To write this book, I have spent the better part of two years delving into the academic research related to listening — the biomechanical and neurobiological processes as well as the psychological and emotional effects. There is a blinking external hard drive on my desk loaded with hundreds of hours of interviews with people from Boise to Beijing, who either study some aspect of listening or whose job, like mine, is listening-intensive; including spies, priests, psychotherapists, bartenders, hostage negotiators, hairdressers, air traffic controllers, radio producers, and focus group moderators.

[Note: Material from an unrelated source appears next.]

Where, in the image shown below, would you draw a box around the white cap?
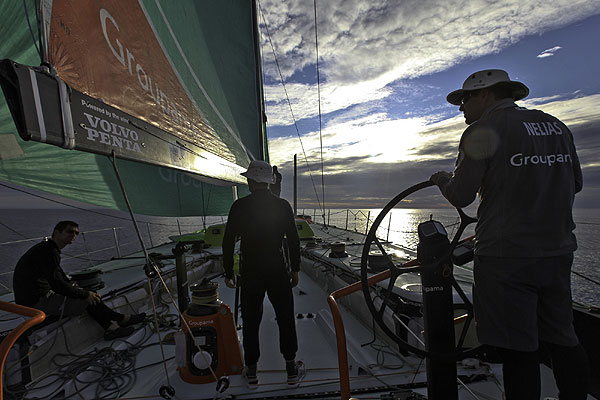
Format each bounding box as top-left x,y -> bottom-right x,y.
240,160 -> 275,184
446,69 -> 529,106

Reading this book, you’ll discover — as I did — that listening goes beyond just hearing what people say. It’s also paying attention to how they say it and what they do while they are saying it, in what context, and how what they say resonates within you. It’s not about simply holding your peace while someone else holds forth. Quite the opposite. A lot of listening has to do with how you respond — the degree to which you elicit clear expression of another person’s thoughts and, in the process, crystallize your own. Done well and with deliberation, listening can transform your understanding of the people and the world around you, which inevitably enriches and elevates your experience and existence. It is how you develop wisdom and form meaningful relationships.

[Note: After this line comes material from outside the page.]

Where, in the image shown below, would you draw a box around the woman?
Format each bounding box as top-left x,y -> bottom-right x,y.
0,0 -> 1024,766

Listening is something you do or don’t do every day. While you might take listening for granted, how well you listen, to whom, and under what circumstances determines your life’s course — for good or ill. And, more broadly, our collective listening, or the lack thereof, profoundly affects us politically, societally, and culturally. We are, each of us, the sum of what we attend to in life. The soothing voice of a mother, the whisper of a lover, the guidance of a mentor, the admonishment of a supervisor, the rallying of a leader, the taunts of a rival are what form and shape us. And to listen poorly, selectively, or not at all is to limit your understanding of the world and deprive yourself of becoming the best you can be.